Active Directory Question

Luq

I'm trying to give a user, let's call her Lara, administrative access to PC's on a single campus of my company's. Let's call that campus Mayan Temple. I'd like to create a group in Active Directory called Mayan Admins that has administrative access to these PC's in the Mayan Temple. The previous IT guy had just been adding people to Domain Admins, which is obviously a horrid insecure practice. I've already created the group and added Lara to it. How can I use group policy to add Mayan Admins to the Administrators group in all PC's in Mayan Temple, or otherwise give Mayan Admins administrative access?

urahonky

Well....... How many computers are we talkin' about here? You might have to add that group under the administrator group under each computer.

So go to the computer, right click My Computer -> Manage, go to users and groups, and find administrator and add Mayan Temple.

That's how I do it here, but fortunately we add that group each time we build a new computer... I'm not sure if there's an easier way to do it without having to do that to each computer.

KMFurDM

If I am reading this correctly, if you have the group created with the permissions you want applied, you can go to each user you want in this group, right click on their account, hit Properties, hit the Member Of tab, then add the group under there.

Luq

Yeah I know I could do that if I was ever on site, or if I wanted to remote in to each goddamn pc and do it. Unfortunately we're talking about 50 pc's in a different state. It would be an extreme hassle. There's got to be a way to add users through group policy, I'll keep looking. Thanks for the reply though.

Luq

The group is created, but does not yet have administrative rights to all the PCs in Mayan Temple. That's what I'm trying to figure out how to do with group policy, or in some other fashion in AD. I could easily give it access to all PCs, but that's bad. That would give the client administrative access to every PC in the company, that's over 600 PC's in 8 locations and would even include the executives' PCs. This was the way it was done previously, and is what I'm working to undo. As it is Joe Bob the IT helper guy at Aztec Temple could administer any machine in the company if he was smart enough or evil enough to try.

urahonky

You don't need to remote into all of them. If you have admin privileges do this:

Right click my computer, go to Manage. When that new dialog appears right click on Computer Management(Local) at the top of the pane, and go to Connect to another computer...

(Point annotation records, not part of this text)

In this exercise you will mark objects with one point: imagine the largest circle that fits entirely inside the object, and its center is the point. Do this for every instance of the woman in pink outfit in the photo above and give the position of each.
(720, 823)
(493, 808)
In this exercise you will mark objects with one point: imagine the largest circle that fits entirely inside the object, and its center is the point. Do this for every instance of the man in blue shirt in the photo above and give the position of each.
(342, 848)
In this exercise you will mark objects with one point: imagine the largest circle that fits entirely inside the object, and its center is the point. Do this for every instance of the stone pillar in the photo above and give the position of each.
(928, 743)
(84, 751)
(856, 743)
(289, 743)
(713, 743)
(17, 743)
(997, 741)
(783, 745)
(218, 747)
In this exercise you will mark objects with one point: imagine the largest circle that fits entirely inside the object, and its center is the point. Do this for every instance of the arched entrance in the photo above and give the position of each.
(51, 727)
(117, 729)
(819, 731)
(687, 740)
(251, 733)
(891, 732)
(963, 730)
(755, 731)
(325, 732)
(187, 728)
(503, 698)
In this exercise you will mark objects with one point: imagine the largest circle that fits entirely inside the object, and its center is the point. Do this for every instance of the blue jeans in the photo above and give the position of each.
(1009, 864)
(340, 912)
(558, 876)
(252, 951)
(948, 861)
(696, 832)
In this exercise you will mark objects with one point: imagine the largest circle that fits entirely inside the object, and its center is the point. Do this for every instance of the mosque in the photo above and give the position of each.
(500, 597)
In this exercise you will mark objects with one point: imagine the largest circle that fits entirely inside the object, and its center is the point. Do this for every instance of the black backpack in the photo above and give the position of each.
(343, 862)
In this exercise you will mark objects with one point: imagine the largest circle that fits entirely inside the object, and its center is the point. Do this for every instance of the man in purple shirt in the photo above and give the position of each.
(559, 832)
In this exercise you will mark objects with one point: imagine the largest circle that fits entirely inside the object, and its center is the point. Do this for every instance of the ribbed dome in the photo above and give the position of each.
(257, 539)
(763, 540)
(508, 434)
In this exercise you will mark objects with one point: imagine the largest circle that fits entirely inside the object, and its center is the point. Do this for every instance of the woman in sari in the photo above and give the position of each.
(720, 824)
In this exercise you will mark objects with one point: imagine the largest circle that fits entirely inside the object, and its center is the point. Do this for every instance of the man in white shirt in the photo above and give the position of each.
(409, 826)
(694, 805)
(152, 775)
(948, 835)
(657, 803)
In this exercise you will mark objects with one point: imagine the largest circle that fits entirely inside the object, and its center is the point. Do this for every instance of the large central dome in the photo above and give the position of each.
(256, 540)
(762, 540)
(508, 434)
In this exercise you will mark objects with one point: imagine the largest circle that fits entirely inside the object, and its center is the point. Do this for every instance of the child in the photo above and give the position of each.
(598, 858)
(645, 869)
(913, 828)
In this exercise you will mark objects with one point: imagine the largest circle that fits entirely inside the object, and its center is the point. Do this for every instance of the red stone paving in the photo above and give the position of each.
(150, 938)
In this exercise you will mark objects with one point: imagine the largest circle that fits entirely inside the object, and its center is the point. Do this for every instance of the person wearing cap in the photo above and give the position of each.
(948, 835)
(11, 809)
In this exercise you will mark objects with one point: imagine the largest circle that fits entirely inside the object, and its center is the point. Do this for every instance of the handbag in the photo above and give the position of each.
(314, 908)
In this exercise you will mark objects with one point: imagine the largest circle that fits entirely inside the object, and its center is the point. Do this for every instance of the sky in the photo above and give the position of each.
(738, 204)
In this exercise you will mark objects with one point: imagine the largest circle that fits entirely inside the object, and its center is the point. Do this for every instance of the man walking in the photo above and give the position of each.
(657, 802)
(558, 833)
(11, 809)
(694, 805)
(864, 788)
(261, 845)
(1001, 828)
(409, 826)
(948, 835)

Then type in the IP address or computer name if you're on the same network. That's much easier.

Luq

Bah I'm an idiot, I can't believe I forgot about managing them remotely. I'll use that as a stopgap measure until I find the most efficient way to do this. Thanks.

urahonky

No problem sir. Good luck.

Luq

I found it! You can add a group you created in Active Directory to the Administrators group to every computer in a specific OU (container) using the Restricted Groups policy. You can apply this through group policy on the specific OU. Page 2-32 in the Windows Server 2003 Network Training Kit book.